Obituary of David A. Osier
David A. Osier, 78, of Pulpit Rock Road, Woodstock CT, died at Hartford Hospital on February 26, 2020, with family at his side. He had been ill for some time.
Born in Chicago, Illinois on May 5, 1941 he was the son of Helen (MacLaughlin) Osier and Albion V. Osier. David is survived by his beloved wife, Maxine A. Marcy of Woodstock CT; daughters and spouses, Heather and Chandler Paquette of Woodstock, CT and Rebecca and Christopher Gee of Woodstock, CT; grandson, Joseph L. Gallo III of Alexandria, VA; brother and spouse, Stephen and Ilse Osier of Sequim, WA; brother-in-law and spouse, Ronald and Jean Marcy of Woodstock, CT; brother-in-law Robert Marcy of Woodstock, CT and many cousins, nephews and nieces. Sable, the family black cat, held a very special place in his heart.

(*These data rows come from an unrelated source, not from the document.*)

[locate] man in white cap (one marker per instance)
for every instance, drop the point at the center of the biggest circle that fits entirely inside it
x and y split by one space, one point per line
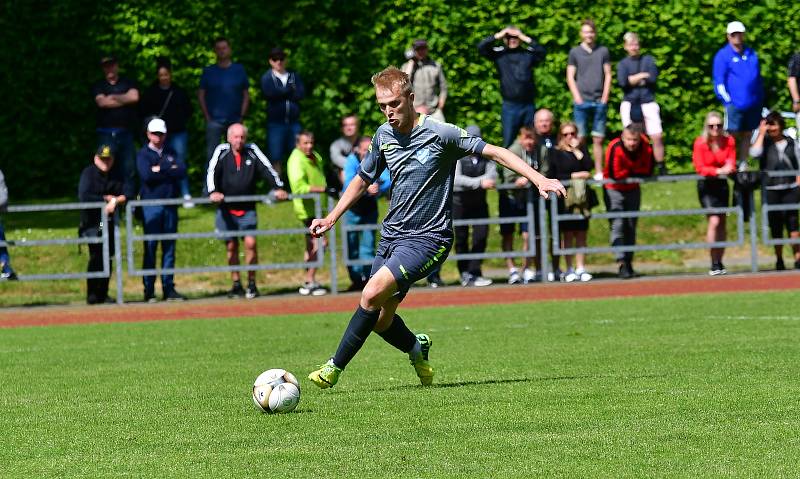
161 171
738 85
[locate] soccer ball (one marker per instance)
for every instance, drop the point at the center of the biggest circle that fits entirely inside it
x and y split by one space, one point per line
276 390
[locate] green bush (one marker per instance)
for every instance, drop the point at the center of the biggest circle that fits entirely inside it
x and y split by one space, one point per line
51 53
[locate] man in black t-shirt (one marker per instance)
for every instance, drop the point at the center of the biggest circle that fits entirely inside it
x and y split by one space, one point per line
116 98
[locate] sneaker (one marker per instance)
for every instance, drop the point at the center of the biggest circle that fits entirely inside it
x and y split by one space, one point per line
318 290
187 201
528 276
583 276
435 281
10 276
570 276
555 276
625 271
326 376
421 365
236 291
173 295
252 291
717 269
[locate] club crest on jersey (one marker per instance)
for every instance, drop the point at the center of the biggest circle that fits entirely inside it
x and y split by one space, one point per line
422 155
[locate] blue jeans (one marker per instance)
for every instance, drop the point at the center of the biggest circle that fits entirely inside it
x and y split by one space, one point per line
280 142
598 111
5 260
360 245
158 220
180 143
515 115
121 142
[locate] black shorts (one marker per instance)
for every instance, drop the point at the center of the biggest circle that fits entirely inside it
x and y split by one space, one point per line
780 219
713 192
510 206
409 259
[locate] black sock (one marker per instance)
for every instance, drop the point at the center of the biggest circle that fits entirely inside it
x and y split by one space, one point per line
355 335
398 335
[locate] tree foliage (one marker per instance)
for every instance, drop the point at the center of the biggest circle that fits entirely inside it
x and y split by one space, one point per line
51 52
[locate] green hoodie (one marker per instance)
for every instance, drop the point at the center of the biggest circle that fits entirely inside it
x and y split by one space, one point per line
303 174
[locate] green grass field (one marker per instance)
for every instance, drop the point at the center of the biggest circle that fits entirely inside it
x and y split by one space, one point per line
689 386
198 252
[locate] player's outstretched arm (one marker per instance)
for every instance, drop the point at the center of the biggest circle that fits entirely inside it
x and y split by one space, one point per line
513 162
354 191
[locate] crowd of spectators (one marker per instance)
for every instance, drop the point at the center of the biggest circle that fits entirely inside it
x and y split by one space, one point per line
572 151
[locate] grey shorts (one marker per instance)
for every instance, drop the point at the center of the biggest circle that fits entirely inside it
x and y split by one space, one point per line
225 221
409 259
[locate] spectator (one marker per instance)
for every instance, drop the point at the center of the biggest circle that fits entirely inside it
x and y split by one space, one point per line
738 85
97 184
589 81
714 155
165 100
161 172
341 148
232 172
546 142
628 156
572 162
515 68
777 152
514 203
306 172
794 88
474 175
283 90
637 75
223 95
6 271
361 244
427 81
116 98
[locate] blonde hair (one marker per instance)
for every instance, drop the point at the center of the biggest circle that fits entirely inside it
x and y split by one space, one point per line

In his younger years, David lived in several areas of the United States, including Illinois, California, New Jersey, New York (Long Island), Maine, Massachusetts, and finally settling in Woodstock, Connecticut in 1955. He graduated from Woodstock Academy in 1959.
He was a proud graduate of the Pratt & Whitney Apprenticeship Program and worked at Pratt and Whitney in East Hartford, CT as a machinist. Following that, he worked as a machinist at several machine shops, including Electro Fiberoptics/Valtec, Worcester, MA; American Optical, Southbridge, MA; CEM, Killingly, CT; and Whitcraft Corporation, Eastford, CT. For the last twenty years of his career, he was a Scientific Instrument Maker, designing prototypes and apparatus used in experiments for research and development, first for the Physics Department at Harvard University, Cambridge, MA, and then for the Chemistry Department at the University of Connecticut, Storrs, CT.
David was accomplished in everything that he did. For many years he was an artisan blacksmith, designing and forging intricate hooks, chandeliers, door latches, and candle holders. He was a demonstrator at craft fairs throughout New England. For years, he also demonstrated his blacksmithing skills at the Woodstock Fair, where he was a lifelong member of the Woodstock Agricultural Society.
David belonged to the New England Model Engineering Society for more than 25 years, and participated in model engineering shows, including the annual North American Model Engineering Exposition in Michigan. He proudly exhibited his “Elbow Engine,” a piston-based engine fed by steam.
David loved reading, especially history. His deep voice gave resonance when reading aloud, and he did so on many occasions for libraries, schools and organizations. David was always curious and interested in so many things, and loved to tell of his vast experiences. He was always ready with a story to tell.
A proud gun owner, David was a NRA member, loving the mechanics and craftsmanship of rifles. He was a keen marksman and won awards at target shooting competitions.
David enjoyed being with family and friends, sharing his famous home made Maine baked beans with one and all, exploring, exchanging ideas, and visiting museums. He will always be remembered for his tremendous sense of humor. His was a life well lived.
A celebration of his life will be held at a later date. You are welcome to make a donation in his memory to the charity of your choice. If you wish to share a memory of David, you may do so at smithandwalkerfh.com.